Бабушкин пожал плечами. Честно говоря, шум снизу ему нисколько не мешал. Он и не слышал его.
– Ты бы хоть в газете, что ли своего соседа пропечатал, – предложил Смирнитский, – типа они с секретарем антиваксеров пропивают партийные деньги, а по ночам стучат тебе шваброй в потолок, чтобы сорвать творческий процесс.
– Смотри, – погрозил пальцем Бабушкин, – а то расскажу Ивану Ивановичу, какие идеи ты мне тут кидаешь.
И друзья весело рассмеялись.
Несмотря на принадлежность к партии антиваксеров, Вилен Егорович был абсолютно адекватным человеком, фанатизмом не страдал, и при случае никогда не упускал возможности подшутить в беседах с Бабушкиным над своими коллегами по партии. Андрей Николаевич, честно говоря, не совсем понимал, что связывает его друга с антиваксерами, но тему эту в разговорах не затрагивал. Бабушкина нисколько не удивило бы даже известие о вакцинации Смирнитского. Но если и так, его это совершенно не касалось.
Друзья уселись в зале на диване и подняли по кружке пива. Вечер обещал быть удачным. Впрочем, Смирнитский по лицу Бабушкина сразу понял – с редактором творится что-то неладное. Но он не стал пока торопить события, так как знал: Андрей Николаевич сам спустя какое-то время расскажет о своих проблемах. Лучше час подождать, чем полдня уговаривать.

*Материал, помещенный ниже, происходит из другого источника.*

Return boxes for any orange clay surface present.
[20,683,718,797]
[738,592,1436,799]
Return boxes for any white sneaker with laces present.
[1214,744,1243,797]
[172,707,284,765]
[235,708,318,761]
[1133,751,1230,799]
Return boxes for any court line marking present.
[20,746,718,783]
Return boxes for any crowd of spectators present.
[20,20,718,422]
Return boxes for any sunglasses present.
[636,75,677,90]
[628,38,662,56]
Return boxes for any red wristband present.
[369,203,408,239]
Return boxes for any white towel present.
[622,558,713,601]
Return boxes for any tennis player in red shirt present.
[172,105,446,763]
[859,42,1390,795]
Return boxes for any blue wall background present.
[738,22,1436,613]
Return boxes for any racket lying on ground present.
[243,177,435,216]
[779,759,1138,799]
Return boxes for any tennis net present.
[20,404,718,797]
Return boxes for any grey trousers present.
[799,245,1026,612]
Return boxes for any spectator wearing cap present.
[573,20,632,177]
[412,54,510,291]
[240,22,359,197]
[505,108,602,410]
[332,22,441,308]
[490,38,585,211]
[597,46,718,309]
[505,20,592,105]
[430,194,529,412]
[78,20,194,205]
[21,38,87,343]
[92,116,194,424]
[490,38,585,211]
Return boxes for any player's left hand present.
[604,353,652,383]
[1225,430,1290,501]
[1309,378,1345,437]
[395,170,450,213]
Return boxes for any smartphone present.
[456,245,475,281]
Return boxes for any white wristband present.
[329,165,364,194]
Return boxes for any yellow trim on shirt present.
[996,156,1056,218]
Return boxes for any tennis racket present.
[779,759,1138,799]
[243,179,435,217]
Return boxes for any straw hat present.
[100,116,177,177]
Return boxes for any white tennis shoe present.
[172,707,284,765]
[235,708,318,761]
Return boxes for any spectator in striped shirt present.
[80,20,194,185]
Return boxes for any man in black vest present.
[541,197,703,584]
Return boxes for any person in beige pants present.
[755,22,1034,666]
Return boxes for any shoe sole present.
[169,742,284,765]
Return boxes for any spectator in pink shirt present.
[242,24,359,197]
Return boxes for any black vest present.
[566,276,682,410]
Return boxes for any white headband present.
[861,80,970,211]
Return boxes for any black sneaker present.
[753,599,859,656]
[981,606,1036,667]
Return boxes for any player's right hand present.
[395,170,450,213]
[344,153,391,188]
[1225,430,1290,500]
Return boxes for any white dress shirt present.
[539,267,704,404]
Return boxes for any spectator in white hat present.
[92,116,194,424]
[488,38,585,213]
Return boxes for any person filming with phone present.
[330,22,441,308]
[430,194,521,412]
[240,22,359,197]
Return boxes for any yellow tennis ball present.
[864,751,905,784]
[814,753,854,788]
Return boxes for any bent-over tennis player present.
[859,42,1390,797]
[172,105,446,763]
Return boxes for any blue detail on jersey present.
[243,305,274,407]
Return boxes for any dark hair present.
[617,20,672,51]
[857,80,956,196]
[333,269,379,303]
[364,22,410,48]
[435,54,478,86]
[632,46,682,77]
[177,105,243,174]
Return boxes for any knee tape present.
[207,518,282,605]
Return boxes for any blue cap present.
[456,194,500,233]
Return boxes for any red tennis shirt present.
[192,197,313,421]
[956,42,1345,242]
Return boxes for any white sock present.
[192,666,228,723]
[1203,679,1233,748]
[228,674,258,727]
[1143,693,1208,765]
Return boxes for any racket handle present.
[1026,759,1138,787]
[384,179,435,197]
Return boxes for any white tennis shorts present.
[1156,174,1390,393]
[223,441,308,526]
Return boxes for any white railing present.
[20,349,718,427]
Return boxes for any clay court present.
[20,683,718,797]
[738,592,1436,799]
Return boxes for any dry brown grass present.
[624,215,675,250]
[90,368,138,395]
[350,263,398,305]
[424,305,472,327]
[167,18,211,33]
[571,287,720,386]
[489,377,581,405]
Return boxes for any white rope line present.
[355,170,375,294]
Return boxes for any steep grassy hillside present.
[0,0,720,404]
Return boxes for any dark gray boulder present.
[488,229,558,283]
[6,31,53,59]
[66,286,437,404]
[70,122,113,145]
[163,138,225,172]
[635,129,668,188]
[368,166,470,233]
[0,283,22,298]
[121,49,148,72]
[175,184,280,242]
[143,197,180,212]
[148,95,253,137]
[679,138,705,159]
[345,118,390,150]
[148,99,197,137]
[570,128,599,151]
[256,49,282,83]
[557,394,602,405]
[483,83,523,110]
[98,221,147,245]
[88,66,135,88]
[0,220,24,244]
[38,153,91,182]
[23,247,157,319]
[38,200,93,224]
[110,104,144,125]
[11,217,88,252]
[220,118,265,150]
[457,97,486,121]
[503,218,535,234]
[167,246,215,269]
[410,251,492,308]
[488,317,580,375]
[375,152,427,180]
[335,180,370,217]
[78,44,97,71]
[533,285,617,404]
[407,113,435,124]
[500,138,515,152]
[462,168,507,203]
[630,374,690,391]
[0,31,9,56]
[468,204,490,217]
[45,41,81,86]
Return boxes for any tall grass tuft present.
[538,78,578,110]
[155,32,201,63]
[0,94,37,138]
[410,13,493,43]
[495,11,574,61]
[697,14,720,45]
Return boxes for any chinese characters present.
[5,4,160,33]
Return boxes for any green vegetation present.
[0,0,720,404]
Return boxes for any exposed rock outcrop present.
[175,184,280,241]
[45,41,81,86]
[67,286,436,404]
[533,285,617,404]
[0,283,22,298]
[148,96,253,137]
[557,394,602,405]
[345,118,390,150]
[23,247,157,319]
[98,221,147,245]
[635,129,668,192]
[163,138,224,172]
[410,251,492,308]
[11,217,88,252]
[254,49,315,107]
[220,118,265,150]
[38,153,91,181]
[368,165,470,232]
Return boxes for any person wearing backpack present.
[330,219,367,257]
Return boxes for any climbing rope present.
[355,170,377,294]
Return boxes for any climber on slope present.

И вот, когда вторая полторашка подходила к концу, Бабушкин не выдержал.
– Меня же напнули из газеты, – признался он.
Вилен Егорович не поверил другу и потребовал объяснений, ведь Заря коммунизма, как и прежде, выходила за подписью Андрея Николаевича, а его искрометные статьи продолжали радовать всех привитых горожан и бесить подлых антиваксеров.
– В том то и дело, – горько сказал Бабушкин, – в газете кроме подписи ничего моего и не осталось!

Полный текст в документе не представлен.